Ian Begley, SNY.tv | Twitter |
If he gets the opportunity to coach again, Mark Jackson -- a potential Knicks coaching candidate -- says he'll be sure to have more regular communication with his general manager and owner.
"I was a guy that always was told to stay in your place. So as a coach (with the Warriors), I wasn't trying to get in the business of the general manager or the ownership," Jackson said during an interview with ESPN's First Take this week. "Old school. If the coach is in the owner's office or the coach is in somebody else's office, it's almost like, you can muddy the waters. So I think the relationships of general managers and ownership (is something I'd take a different approach with). And I have a great relationship with (Warriors GM) Bob Myers. There's no question about that. Forget about what you heard. Do me a favor: on the record ask Bob Myers what he thinks of Mark Jackson. On the record, not behind the scenes, ask (Warriors owner) Joe Lacob about the relationship that I had with him. So I wouldn't say better relationships, I would say more dialogue across the board."
Jackson was fired by the Warriors after leading them to the playoffs in consecutive seasons (2012-14). It was the first time the franchise made the playoffs in consecutive seasons since 1990-92. Jackson's firing was clearly not based on wins and losses (some of the background for the decision is found here).

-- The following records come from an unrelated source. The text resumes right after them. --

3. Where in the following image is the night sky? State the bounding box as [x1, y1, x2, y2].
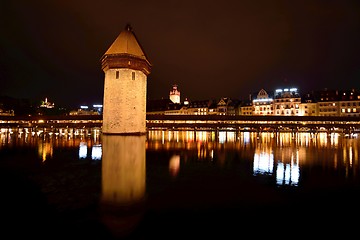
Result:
[0, 0, 360, 106]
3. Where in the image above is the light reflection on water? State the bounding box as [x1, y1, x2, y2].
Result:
[0, 129, 360, 186]
[0, 129, 360, 236]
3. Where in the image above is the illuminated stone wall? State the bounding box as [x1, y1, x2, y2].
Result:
[103, 68, 147, 134]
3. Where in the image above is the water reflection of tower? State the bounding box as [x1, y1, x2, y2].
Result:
[100, 25, 151, 237]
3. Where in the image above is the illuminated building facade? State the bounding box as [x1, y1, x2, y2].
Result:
[274, 88, 301, 116]
[252, 89, 274, 115]
[169, 84, 180, 104]
[101, 25, 151, 134]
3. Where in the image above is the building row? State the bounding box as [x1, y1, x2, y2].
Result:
[147, 85, 360, 117]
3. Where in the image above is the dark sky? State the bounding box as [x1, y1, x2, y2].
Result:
[0, 0, 360, 106]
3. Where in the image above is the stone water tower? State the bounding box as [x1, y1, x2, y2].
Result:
[101, 25, 151, 135]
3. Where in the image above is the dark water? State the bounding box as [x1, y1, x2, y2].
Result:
[0, 129, 360, 239]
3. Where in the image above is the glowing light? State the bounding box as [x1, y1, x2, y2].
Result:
[91, 144, 102, 160]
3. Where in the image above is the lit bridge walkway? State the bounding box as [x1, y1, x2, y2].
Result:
[0, 114, 360, 133]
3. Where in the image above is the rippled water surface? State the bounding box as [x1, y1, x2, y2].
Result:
[0, 129, 360, 239]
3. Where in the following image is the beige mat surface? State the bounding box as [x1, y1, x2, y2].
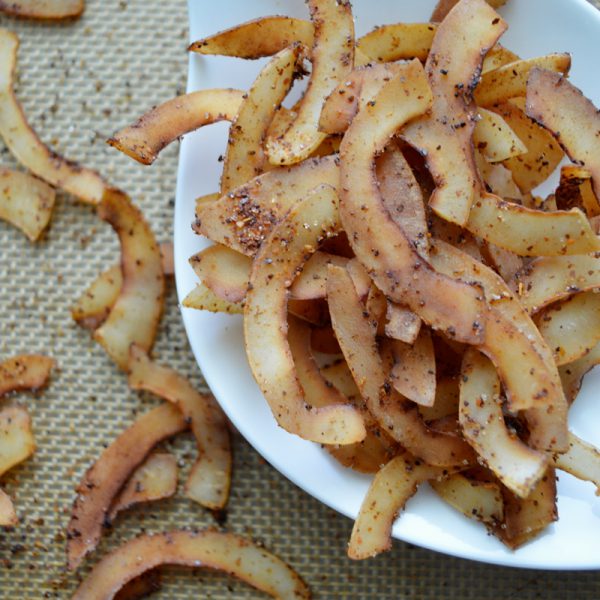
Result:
[0, 0, 600, 600]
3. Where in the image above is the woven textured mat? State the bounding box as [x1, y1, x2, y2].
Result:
[0, 0, 600, 599]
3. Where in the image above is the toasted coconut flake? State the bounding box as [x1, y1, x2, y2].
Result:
[402, 0, 507, 225]
[552, 432, 600, 496]
[128, 345, 231, 510]
[473, 108, 527, 163]
[0, 168, 56, 242]
[265, 0, 354, 165]
[390, 327, 436, 406]
[475, 52, 571, 106]
[481, 44, 519, 74]
[0, 29, 107, 204]
[348, 454, 448, 560]
[244, 186, 366, 444]
[526, 65, 600, 198]
[558, 342, 600, 402]
[221, 45, 302, 194]
[0, 490, 19, 527]
[494, 468, 558, 549]
[431, 240, 567, 451]
[107, 89, 244, 165]
[67, 404, 188, 570]
[181, 283, 244, 315]
[536, 292, 600, 365]
[385, 302, 422, 344]
[375, 142, 429, 259]
[327, 266, 473, 465]
[190, 244, 348, 303]
[107, 452, 177, 521]
[193, 156, 339, 256]
[0, 354, 55, 398]
[491, 102, 563, 195]
[356, 23, 437, 62]
[188, 16, 314, 59]
[319, 64, 400, 134]
[459, 349, 548, 498]
[114, 569, 162, 600]
[555, 165, 600, 217]
[73, 529, 311, 600]
[466, 193, 600, 256]
[340, 61, 486, 342]
[510, 253, 600, 314]
[429, 473, 504, 524]
[429, 0, 506, 23]
[288, 317, 395, 473]
[94, 190, 165, 370]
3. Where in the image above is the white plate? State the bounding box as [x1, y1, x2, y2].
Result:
[175, 0, 600, 569]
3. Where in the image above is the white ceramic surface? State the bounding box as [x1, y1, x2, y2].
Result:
[175, 0, 600, 569]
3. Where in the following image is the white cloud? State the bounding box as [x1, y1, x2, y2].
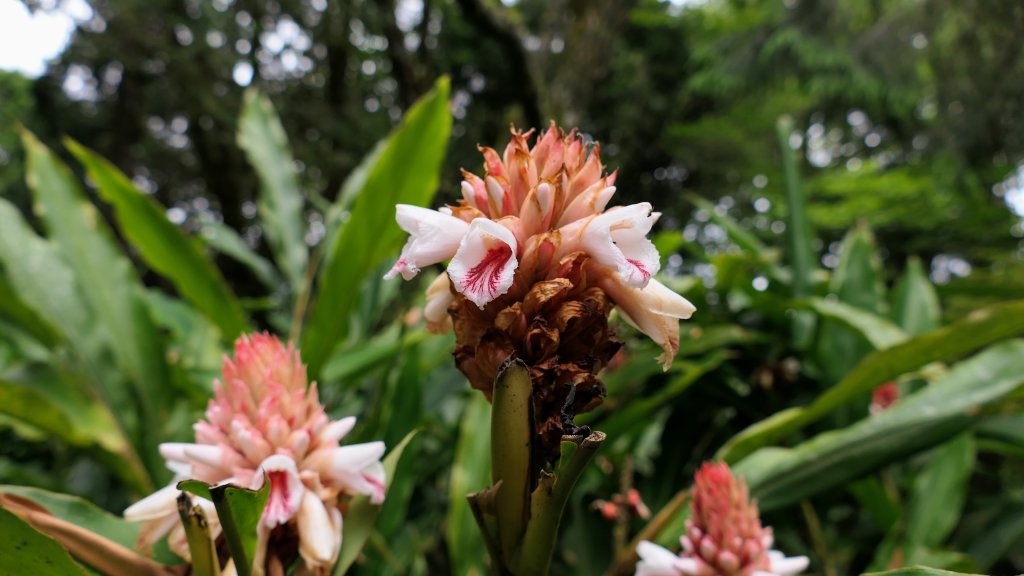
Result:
[0, 0, 92, 77]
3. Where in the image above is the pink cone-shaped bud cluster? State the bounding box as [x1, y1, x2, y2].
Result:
[636, 462, 808, 576]
[125, 334, 385, 573]
[386, 124, 694, 368]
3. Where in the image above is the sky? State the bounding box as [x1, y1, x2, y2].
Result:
[0, 0, 92, 78]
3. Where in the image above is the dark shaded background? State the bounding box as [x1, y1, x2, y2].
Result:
[8, 0, 1024, 295]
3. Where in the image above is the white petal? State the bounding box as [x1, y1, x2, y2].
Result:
[330, 442, 387, 503]
[250, 454, 305, 528]
[636, 540, 680, 576]
[298, 491, 340, 567]
[183, 444, 224, 468]
[384, 204, 469, 280]
[334, 440, 386, 468]
[124, 484, 181, 522]
[160, 442, 196, 463]
[164, 460, 193, 480]
[600, 277, 696, 370]
[676, 558, 700, 576]
[768, 550, 811, 576]
[519, 182, 555, 233]
[581, 202, 660, 287]
[447, 218, 519, 308]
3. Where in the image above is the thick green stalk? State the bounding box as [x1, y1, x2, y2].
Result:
[490, 359, 535, 566]
[515, 431, 605, 576]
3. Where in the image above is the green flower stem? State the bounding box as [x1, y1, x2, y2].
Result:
[479, 358, 605, 576]
[490, 359, 537, 566]
[515, 431, 605, 576]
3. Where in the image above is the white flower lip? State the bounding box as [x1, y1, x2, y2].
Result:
[447, 218, 519, 310]
[330, 441, 387, 504]
[384, 204, 469, 280]
[581, 202, 660, 288]
[251, 454, 305, 528]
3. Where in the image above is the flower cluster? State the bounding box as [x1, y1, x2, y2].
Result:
[386, 124, 694, 456]
[125, 334, 385, 574]
[636, 462, 808, 576]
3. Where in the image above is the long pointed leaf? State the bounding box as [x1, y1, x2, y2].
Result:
[65, 139, 248, 339]
[334, 430, 418, 576]
[239, 89, 309, 294]
[22, 131, 173, 474]
[716, 300, 1024, 462]
[0, 507, 86, 576]
[734, 340, 1024, 510]
[302, 78, 452, 378]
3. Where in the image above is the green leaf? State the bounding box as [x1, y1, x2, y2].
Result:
[66, 139, 248, 339]
[966, 502, 1024, 571]
[445, 390, 490, 576]
[904, 434, 975, 564]
[490, 359, 536, 565]
[334, 430, 418, 576]
[0, 485, 141, 548]
[848, 477, 902, 532]
[815, 224, 885, 384]
[0, 198, 93, 344]
[0, 199, 152, 491]
[688, 194, 770, 256]
[806, 298, 908, 349]
[239, 88, 309, 294]
[22, 131, 173, 475]
[177, 480, 270, 576]
[734, 340, 1024, 510]
[0, 365, 150, 491]
[892, 254, 942, 334]
[775, 117, 817, 298]
[775, 116, 817, 342]
[593, 351, 730, 440]
[302, 78, 452, 378]
[0, 274, 60, 347]
[716, 300, 1024, 462]
[321, 330, 429, 382]
[0, 507, 86, 576]
[178, 492, 220, 576]
[202, 221, 284, 290]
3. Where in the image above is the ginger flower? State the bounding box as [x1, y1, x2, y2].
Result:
[385, 124, 694, 456]
[125, 334, 385, 574]
[636, 462, 808, 576]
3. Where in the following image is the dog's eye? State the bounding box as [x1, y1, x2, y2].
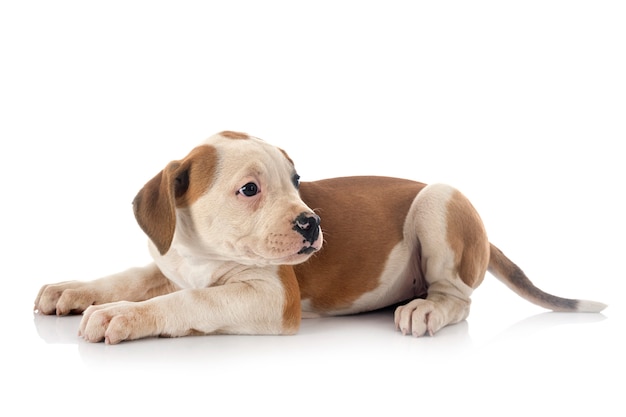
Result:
[239, 182, 259, 197]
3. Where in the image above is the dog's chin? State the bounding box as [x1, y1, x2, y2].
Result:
[270, 246, 319, 265]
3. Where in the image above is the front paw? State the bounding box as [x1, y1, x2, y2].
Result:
[394, 299, 447, 337]
[78, 301, 158, 345]
[34, 281, 96, 316]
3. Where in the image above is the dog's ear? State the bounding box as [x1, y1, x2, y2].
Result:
[133, 161, 189, 255]
[133, 146, 217, 255]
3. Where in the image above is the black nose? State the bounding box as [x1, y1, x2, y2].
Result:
[293, 213, 320, 244]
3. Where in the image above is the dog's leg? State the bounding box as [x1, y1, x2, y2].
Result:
[79, 270, 300, 344]
[35, 263, 178, 316]
[394, 184, 489, 336]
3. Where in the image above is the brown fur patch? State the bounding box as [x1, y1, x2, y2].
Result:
[174, 145, 217, 207]
[133, 145, 217, 254]
[447, 191, 489, 288]
[278, 148, 293, 165]
[278, 265, 302, 334]
[294, 177, 425, 313]
[220, 130, 250, 139]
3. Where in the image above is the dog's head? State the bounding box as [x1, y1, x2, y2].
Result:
[133, 132, 322, 265]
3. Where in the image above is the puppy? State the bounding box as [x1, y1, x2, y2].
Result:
[35, 132, 606, 344]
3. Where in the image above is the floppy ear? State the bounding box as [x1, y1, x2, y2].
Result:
[133, 161, 189, 255]
[133, 145, 217, 255]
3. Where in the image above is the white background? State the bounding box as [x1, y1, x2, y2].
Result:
[0, 0, 626, 415]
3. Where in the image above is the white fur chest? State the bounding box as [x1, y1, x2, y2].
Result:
[150, 240, 233, 289]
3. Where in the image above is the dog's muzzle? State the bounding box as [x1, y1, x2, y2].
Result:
[293, 212, 320, 254]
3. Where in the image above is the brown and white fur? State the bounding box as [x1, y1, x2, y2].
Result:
[35, 132, 605, 344]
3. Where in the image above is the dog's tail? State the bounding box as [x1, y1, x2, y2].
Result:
[488, 244, 606, 313]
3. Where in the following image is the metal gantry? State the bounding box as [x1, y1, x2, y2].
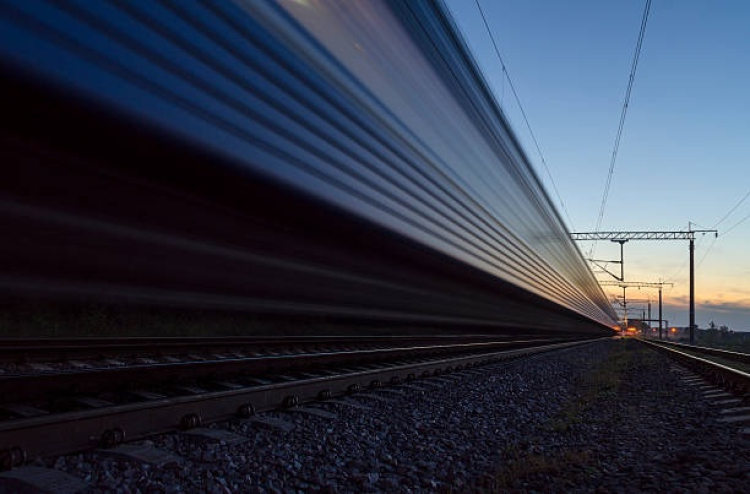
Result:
[599, 281, 674, 339]
[570, 229, 719, 344]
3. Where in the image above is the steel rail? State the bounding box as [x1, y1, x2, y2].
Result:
[0, 335, 548, 362]
[649, 340, 750, 364]
[0, 339, 564, 405]
[639, 339, 750, 392]
[0, 340, 597, 468]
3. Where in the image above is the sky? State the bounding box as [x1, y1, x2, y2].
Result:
[446, 0, 750, 331]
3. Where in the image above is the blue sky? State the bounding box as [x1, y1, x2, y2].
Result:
[447, 0, 750, 331]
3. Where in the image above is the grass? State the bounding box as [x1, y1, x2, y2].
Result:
[548, 340, 632, 432]
[483, 340, 636, 492]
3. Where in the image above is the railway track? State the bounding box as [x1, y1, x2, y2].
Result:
[640, 340, 750, 394]
[0, 340, 600, 469]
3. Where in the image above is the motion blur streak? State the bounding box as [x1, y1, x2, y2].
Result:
[0, 0, 615, 332]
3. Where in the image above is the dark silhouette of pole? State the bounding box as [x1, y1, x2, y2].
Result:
[659, 287, 662, 340]
[690, 237, 695, 345]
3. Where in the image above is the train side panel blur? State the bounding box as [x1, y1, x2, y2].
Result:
[0, 0, 615, 335]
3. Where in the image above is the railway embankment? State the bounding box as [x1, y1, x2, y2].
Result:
[0, 340, 750, 492]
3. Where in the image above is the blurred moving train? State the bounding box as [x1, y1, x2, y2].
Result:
[0, 0, 615, 335]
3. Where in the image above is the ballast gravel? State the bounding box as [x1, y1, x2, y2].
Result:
[32, 340, 750, 493]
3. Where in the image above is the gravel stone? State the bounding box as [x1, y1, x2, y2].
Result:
[35, 340, 750, 493]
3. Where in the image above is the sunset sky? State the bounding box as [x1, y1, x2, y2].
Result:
[448, 0, 750, 331]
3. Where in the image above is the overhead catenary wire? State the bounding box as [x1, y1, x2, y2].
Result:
[713, 190, 750, 229]
[474, 0, 576, 230]
[594, 0, 651, 232]
[721, 210, 750, 237]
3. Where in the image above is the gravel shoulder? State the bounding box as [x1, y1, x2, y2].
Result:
[13, 340, 750, 493]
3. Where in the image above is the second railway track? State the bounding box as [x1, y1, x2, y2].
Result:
[0, 334, 600, 469]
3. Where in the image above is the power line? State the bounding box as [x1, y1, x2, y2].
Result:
[594, 0, 651, 231]
[474, 0, 576, 230]
[721, 210, 750, 237]
[713, 190, 750, 228]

Lacob had said after the firing that there were disagreements with Jackson over assistant coaching and that Jackson didn't get along with many in the organization.
Obviously, Steve Kerr replaced Jackson and propelled the Warriors to three NBA titles and five Finals appearances in five years.
Jackson, one of the top point guards to come out of New York City, returned to broadcasting but still would like to get back on the sidelines.
The Knicks and Nets may have coaching vacancies this offseason. Jackson reportedly is on a list of coaches the Nets are interested in if the club doesn't retain interim Jacque Vaughn. It's worth noting that Jackson has a huge supporter in Rich Kleiman, Kevin Durant's business partner/manager, though it's unknown if that would factor in to the Nets' head-coaching decision.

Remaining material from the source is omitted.